放課後の中庭、明はメロンパンを齧っていた。学校の購買で買ったパンだ。弁当を持ってきているものの成長盛りの体には足りない日もある。
「こら鈴木、こんな所で立ち食いするんじゃない」
吉田の注意が飛ぶ、仕方ないので花壇近くの階段へ腰掛けたらなぜか先生も隣へ腰を下ろす。
花壇を見ながら吉田は入学当時の話をした。高校へ入ったばかりの頃、明へしょっちゅう絡む男の教師がいた。
最初は髪型だった。緩いウェーブのくせ毛と長めの髪、だがパーマではなく地毛で校則には違反していない。髪は結うために伸ばしていたので、長さは特に意識をしたことも無かった。
もともと横柄だった教師はエスカレートして、指導と称し呼び出しては、明の態度にも難癖をつけてくるようになった。
横柄な教師は、ある日を境に何も言ってこなくなった。いない父親のかわりに一進が学校へ出向いてきた。それから廊下ですれ違うたび挙動不審に目を逸らされた。邪なオーラを発していた教師へ、一進がどんな説得をしたのか気になるところだ。

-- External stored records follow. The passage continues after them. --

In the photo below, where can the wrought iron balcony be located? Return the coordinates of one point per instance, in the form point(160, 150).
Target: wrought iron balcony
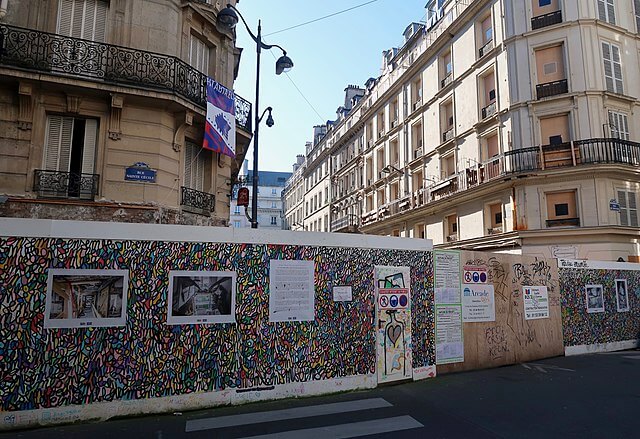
point(197, 201)
point(60, 55)
point(552, 88)
point(67, 185)
point(489, 110)
point(546, 20)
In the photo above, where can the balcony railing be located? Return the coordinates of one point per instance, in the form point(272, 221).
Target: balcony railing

その教師は転任してすでにいない、柔道の黒帯だと職員室でも威張っていたらしい。吉田先生がいなければ面倒になって坊主頭にでもしていたかもしれない。そう伝えると先生は照れる仕草をした。
「鈴木……あきらめちゃ駄目だぞ」
駄洒落を繰りだすので油断ならない。誰にも言ってないけど先生も黒帯なんだと、控えめに主張していた。
吉田は真面目な顔つきへ変わり家庭訪問の話をする。月読の家では極度に緊張したが、前ノ坊家を訪問した時分は話が弾み、昔のアルバムを見せて貰ったそうだ。
「鈴木、小さい頃はものすごく可愛かったんだな」
先生の感想に開いた口からパンがポロリと落ちた。膝へおちたメロンパンをあわてて拾って口へ入れる。
平静を装ったが内心嵐が吹き荒れる。明のコンプレックスでもあり隠していることがら、幼少期の写真は他人には見せたことがない。一進がどのような顔で写真を紹介したのか想像して頭を抱えた。
胃の辺りがキリキリと痛む気がして、明はメロンパンごと項垂れた。